Capital Ethiopia Newspaper

Sugar prices still sour

Sugar price hike and product shortage continue to be observed all over the country in spite of the government saying that the problem is resolved.
Sugar shortage that forced the price to rise significantly in Addis Ababa and regional towns seems to persist.  Dwellers in the capital city and regional towns said that they do not get the product as regularly as they used to and have to pay up to 25 birr per kilogram.
Capital’s survey found that the price of a kilo of sugar is about 18 birr in Addis Ababa and about 25 birr in regional towns.
“I buy a quintal of sugar for 2,300 birr from bulk suppliers from Addis Ababa,” a small shop owner from Hawassa town told Capital. “I sell it at 25 birr per kilogram here,” he said.
For the past few years the price of sugar and its inadequate supply has remained a hot issue on the market. Government officials and experts in the sector agree that the demand and supply gap in relation with unsettled market system is the major difficulty for the price instability. Recently, the government has changed its distribution scheme and started supplying it through governmental market systems, consumer associations and Kebeles. Previously it used to supply both imported and locally produced sugar through private traders via auction. But the administration was unable to keep the price steady due to traders’ speculation folly that led them into bidding higher and higher prices at the auctions knowing that they can fix their price by controlling the market creating scarcity through illegal hoarding.

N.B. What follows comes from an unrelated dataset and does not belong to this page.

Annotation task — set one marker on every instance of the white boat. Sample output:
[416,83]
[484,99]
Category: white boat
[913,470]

A week back the government confirmed it has supplied sufficient amount of the product throughout the country. But consumers and retailers do not agree. “Comparatively speaking the Addis Ababa market has settled but the problem is not yet resolved in regional towns,” a trader from Merkato, the biggest market centre in the country, said. According to him, the product is still smuggled in regional towns from the capital city. “Illegal dealers are selling it up to 1,800 birr per quintal for traders who smuggle the product in regional markets,” the Merkato trader explained.
A kilogram of sugar supplied via the state owned Et Fruit Enterprise and Merchandise Wholesale and Import Trade Enterprise (MEWIT)or through the Kebeles costs 14 birr.

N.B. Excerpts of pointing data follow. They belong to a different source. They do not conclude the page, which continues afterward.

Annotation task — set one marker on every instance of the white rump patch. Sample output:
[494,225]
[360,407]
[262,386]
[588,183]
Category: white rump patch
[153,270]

According to the government’s statement, sufficient sugar has been made available but illegal traders who hoard and smuggles the product to regional towns and border countries is the major reason for the artificial shortage resulting in price hike.  

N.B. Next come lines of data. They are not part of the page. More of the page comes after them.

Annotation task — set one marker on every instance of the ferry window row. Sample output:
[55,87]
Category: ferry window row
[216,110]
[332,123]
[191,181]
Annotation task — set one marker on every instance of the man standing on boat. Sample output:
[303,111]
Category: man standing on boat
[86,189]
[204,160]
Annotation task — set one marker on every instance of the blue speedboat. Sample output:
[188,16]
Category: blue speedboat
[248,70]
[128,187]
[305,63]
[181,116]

The output of the three state owned sugar factories, Metehara, Finchaa and Wonji Shewa remains far from meeting the demand. To reduce the supply gap the government imports the product every year through international bidding. Currently, the three factories are undertaking several expansion projects to increase their capacity. Tendaho Sugar Factory, the biggest state owned factory is on its final stage of construction and will soon commence production.
Ethiopia has given high attention to expand the sugar sector not only to meet the local market but to also be one of the major sugar exporters in the world. Due to that the government has launched some nine sugar development projects in different parts of the country that are scheduled to end in the coming few years.
The government aims to become self-sufficient sugar producer by the end of 2013 and increase production eightfold to 2.3 million tons by mid 2015, creating a surplus of 1.25 million tons for export.